THE ORANGE COUNTY REGISTER

• Mumford & Sons, Babel (Glassnote) – More of the same, you might complain. Right, and Green Day isn’t gonna make a country album anytime soon, either, no matter what substance Billie Joe is or is not abusing.

What else should Mumford 2.0 be but more of that same cheerily cathartic nü-folk-rock so many of us flocked to like finding some early Dylan begging to be spun in a jukebox full of Foster the People and Neon Trees? Those of us for whom M&S has never been a novelty, just a much-needed metal-paddle jolt of traditionalism to popular music's heart ... we may have realized going into this sophomore batch that at least a third of its dozen tracks were developed at shows dating back to their debut at the Troubadour almost three years ago. Why would anyone anticipate bold experiments?

Of those tunes that have become familiar to these dandies’ devoted adherents, all are more richly detailed in their studio versions. “Lover of the Light” churns from a plodding refrain to a positively ebullient climax, with Marcus Mumford wailing so mightily, there are times he leaves Dave Matthews looking like a mewling Muppet. That same gritted-then-hollered intensity is poured into “Lover’s Eyes,” but what lifts that one to a fulfilling climax, as is the case so often on the Mumfords' excursion through Babel, are robust horns packing mournful symphonic power.

That same grand air continues on “Broken Crown” late in the playback ... by which point the dramatic swells and overcome passages start to turn rote.

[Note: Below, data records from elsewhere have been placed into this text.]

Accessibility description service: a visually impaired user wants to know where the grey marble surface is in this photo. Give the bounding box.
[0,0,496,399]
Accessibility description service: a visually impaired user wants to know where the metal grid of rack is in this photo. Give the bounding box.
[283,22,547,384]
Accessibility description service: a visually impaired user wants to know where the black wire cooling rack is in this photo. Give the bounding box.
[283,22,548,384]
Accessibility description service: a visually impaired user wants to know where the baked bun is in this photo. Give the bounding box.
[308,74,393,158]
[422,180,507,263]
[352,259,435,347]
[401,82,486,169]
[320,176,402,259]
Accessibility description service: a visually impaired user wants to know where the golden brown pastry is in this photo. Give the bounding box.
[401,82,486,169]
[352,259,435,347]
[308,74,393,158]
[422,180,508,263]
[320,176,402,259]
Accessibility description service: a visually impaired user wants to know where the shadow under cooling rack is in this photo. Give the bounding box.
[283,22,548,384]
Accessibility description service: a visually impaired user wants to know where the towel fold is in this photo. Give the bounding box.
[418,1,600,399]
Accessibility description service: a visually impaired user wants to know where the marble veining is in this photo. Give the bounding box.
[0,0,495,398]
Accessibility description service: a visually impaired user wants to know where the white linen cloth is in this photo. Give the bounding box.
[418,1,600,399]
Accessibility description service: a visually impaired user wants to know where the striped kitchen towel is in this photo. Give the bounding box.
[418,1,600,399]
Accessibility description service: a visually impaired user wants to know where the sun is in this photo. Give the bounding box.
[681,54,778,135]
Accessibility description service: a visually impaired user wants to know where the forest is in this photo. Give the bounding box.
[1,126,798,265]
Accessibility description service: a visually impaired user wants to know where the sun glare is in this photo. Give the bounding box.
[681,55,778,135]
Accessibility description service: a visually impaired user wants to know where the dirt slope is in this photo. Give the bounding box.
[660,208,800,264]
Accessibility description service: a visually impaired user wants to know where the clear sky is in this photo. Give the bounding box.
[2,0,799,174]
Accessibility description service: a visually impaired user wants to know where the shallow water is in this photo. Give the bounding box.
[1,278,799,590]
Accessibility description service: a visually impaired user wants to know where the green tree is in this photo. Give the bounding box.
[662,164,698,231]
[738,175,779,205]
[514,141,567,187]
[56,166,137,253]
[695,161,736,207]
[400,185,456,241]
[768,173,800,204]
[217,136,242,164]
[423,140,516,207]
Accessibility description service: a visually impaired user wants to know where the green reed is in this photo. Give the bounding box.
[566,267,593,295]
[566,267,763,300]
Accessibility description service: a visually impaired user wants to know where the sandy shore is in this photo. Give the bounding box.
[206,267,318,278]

But an over-reliance on them is entirely in keeping with the ambition of this complementary second helping. As predictably satisfying a follow-up to a buzzed-about breakthrough as Vampire Weekend’s Contra was, Babel is exactly what fans should expect: not a radicalization but a baby-stepping refinement of what made the U.K. quartet such a soul-nourishing sensation in the first place.